Short-Term PM 2.5 Exposure and DNA Methylation Changes of Circadian Rhythm Genes: Evidence from Two Experimental Studies.

The circadian rhythm regulates many crucial physiological processes, impacting human aging and aging-related outcomes. Observational evidence links circadian rhythm disturbance to PM 2.5 exposure, yet the underlying DNA methylation mechanisms remain unclear due to limited PM 2.5 -dominated experimental settings. Therefore, we investigated the associations between short-term PM 2.5 exposure and DNA methylation changes of 1188 CpG candidates across circadian genes among 32 young adults in the FDU study, with the validation in 26 individuals from the PKU study.

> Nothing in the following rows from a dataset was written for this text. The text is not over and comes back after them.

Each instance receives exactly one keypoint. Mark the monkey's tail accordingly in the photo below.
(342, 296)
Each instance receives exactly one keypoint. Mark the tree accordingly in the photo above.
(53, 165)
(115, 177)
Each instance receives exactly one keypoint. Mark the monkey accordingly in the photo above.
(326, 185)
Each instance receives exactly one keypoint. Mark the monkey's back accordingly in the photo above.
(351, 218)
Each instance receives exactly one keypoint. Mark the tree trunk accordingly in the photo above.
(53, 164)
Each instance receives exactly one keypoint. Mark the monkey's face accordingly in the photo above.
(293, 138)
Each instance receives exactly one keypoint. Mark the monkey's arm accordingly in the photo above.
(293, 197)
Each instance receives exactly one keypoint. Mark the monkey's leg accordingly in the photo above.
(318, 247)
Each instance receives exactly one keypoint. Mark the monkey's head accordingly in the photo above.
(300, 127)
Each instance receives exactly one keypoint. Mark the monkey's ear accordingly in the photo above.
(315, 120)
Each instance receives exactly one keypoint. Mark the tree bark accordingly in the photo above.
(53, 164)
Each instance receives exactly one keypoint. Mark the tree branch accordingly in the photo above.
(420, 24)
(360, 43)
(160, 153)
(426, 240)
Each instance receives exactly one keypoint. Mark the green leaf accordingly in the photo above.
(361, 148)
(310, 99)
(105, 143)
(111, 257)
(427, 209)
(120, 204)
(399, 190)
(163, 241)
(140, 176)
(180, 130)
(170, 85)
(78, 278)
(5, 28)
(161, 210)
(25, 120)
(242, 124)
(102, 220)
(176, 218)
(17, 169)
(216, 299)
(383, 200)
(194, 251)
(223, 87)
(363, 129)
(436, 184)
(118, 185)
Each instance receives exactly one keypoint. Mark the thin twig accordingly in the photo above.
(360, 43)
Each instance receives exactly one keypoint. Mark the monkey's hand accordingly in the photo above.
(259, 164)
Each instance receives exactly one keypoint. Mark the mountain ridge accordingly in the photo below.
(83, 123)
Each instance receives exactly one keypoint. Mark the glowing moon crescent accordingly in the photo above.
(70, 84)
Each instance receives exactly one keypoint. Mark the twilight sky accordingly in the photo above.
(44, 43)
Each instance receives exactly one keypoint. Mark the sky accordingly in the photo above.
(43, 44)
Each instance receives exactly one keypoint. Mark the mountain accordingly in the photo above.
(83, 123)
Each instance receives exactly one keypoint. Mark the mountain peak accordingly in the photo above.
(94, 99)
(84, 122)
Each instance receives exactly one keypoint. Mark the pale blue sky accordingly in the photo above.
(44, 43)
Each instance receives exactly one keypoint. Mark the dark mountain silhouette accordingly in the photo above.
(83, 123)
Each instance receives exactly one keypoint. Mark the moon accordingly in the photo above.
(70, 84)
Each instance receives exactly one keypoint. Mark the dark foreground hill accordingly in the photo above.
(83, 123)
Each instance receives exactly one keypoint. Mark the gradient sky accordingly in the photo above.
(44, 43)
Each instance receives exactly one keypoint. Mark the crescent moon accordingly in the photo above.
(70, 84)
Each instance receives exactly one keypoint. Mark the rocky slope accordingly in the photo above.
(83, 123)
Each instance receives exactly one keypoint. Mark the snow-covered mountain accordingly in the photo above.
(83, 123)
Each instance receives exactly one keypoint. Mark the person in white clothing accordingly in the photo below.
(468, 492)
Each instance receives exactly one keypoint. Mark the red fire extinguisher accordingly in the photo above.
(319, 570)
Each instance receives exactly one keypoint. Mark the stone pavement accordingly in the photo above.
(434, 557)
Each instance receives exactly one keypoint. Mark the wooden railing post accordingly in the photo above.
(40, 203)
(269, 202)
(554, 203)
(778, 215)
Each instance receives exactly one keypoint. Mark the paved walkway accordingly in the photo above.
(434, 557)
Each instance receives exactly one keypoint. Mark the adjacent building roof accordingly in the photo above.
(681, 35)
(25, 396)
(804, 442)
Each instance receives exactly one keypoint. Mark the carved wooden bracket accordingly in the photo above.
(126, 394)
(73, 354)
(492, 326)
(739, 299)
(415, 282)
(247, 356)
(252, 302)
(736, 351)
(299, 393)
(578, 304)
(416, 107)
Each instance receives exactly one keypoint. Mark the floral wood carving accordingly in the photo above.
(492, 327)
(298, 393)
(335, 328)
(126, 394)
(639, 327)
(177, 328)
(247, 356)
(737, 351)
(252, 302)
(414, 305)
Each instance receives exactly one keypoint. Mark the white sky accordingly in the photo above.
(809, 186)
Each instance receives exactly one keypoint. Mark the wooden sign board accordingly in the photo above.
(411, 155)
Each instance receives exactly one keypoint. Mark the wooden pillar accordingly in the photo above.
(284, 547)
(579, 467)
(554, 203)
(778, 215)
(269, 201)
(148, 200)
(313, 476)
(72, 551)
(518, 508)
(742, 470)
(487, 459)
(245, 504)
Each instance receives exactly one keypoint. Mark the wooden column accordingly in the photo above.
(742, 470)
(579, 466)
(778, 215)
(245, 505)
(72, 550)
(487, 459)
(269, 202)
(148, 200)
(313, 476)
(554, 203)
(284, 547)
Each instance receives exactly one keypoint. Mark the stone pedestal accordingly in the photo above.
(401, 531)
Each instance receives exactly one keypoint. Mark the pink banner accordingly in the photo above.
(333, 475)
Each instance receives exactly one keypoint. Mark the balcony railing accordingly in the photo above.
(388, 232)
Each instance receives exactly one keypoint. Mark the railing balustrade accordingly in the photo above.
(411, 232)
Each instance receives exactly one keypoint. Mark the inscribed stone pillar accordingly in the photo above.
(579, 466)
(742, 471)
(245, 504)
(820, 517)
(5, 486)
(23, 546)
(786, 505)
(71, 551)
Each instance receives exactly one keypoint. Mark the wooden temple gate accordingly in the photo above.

Further mediation analyses tested whether DNA methylation of circadian genes could mediate the influence of PM 2.5 on aging measured by three epigenetic ages: DNAmGrimAge, DunedinPoAm, and the mortality risk score. We identified three CpG sites associated with personal PM 2.5 exposure: cg01248361 ( CSNK2A2 ), cg17728065 ( RORA ), and cg22513396 ( PRKAG2 ). Acute effects of PM 2.5 on the three loci could be mediated by several circulating biomarkers, including MDA and EGF, with up to ∼30% of mediated proportions. Three loci further showed varying potentials in mediating the aging acceleration effect of PM 2.5 . Locus cg17728065 is the key site exhibiting a robust mediating effect (7.54-12.52%) on PM 2.5 -induced aging acceleration. Our findings demonstrated that PM 2.5 , even short-term peaks, could leave imprints on human aging via inducing aberrant temporal fluctuation in circadian homeostasis captured by DNA methylation profiles.